Mehran University Research Journal of Engineering and Technology (Jul 2021)
Non-Invasive Technique to Classify Cirrhotic Liver Using Texture Parameters
Abstract
Texture analysis is an outstanding and fundamental task being used in many medical and computer vision applications. Malfunctioning of the human liver upsets almost all the other organs in the human body. Usually liver infections are difficult to analyze because of inconclusive side effects. More often, the liver could be confronting critically but it may not be significantly unveiled. The main objective of this research work is to provide some standard liver diagnostic measures to minimize the risk factors, as better diagnosis is essential requirement in radiology. The Computerized Tomography (CT) contributes important information to the clinical evaluation of diffuse liver diseases. Haralick texture parameters have been computed on the selected Regions of Interest. B11 is used for discrimination and interpretation of normal and cirrhotic liver diseases. Normal and diseased Liver CT images were collected from Bahawal Victoria Hospital. Normal and cirrhotic liver samples of clinically verified patients were obtained and total 900 Regions of Interest (ROIs) were taken from the selected data. Training of the classes was next step after texture parameter computation. In this work, supervised classification method was used to classify the selected images.
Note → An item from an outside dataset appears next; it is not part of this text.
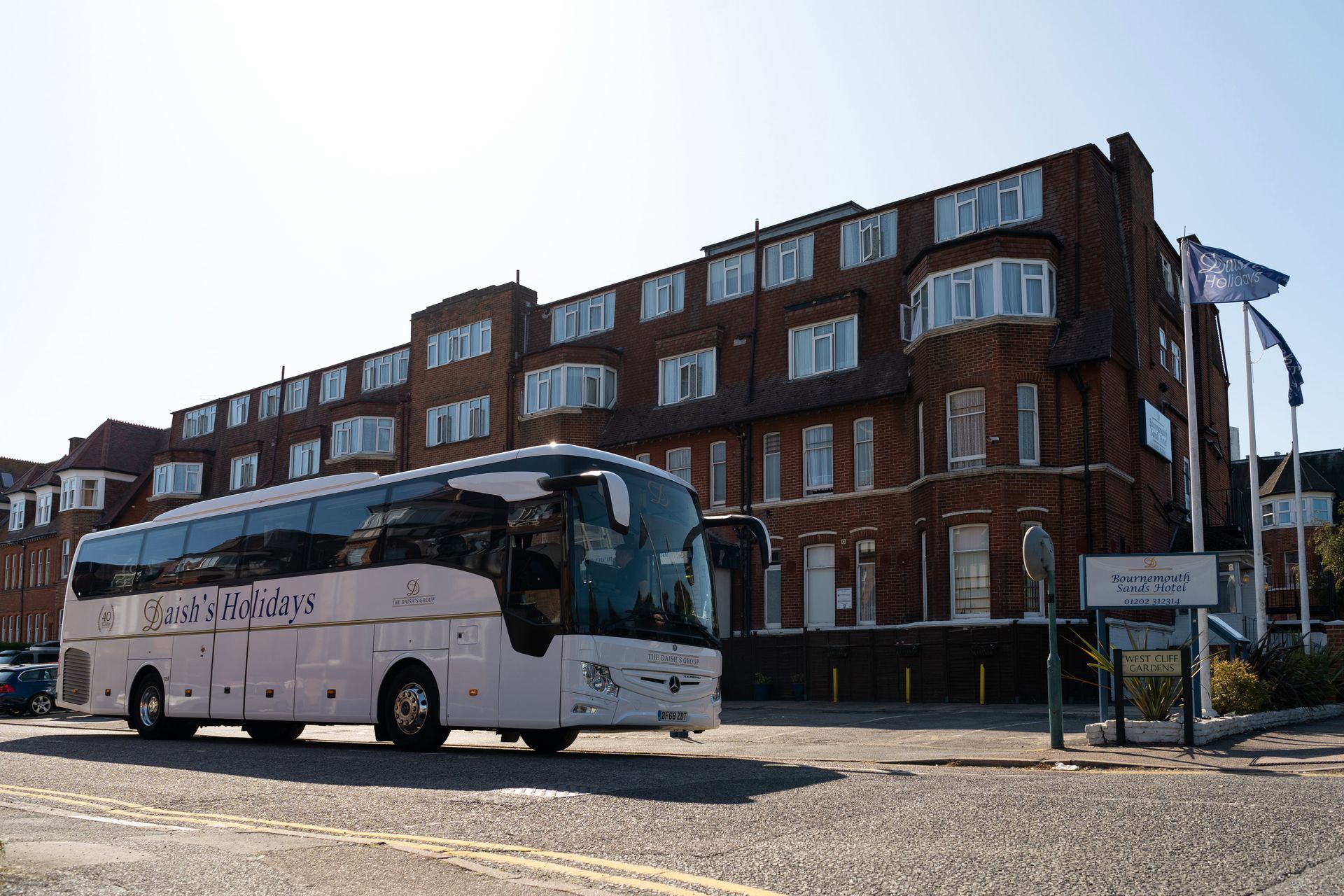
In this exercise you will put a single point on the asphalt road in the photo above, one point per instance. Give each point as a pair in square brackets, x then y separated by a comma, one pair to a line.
[97, 811]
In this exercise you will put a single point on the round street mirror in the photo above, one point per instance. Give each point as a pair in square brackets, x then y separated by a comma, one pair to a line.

In this way, the classes were trained in a supervised manner. The maximum accuracy obtained during this research work was 100%, linear dimensionality was 1 and the linear separability was 0.99%. Results of this research work suggested that texture parameters have high degree of reliability to automatically discriminate similar tissue textures, when regions are obvious. This framework separates benign from malignant liver tumors with moderately high precision and is therefore link up the psychophysics with machine vision to outline, recognize, categorize or discriminate textures.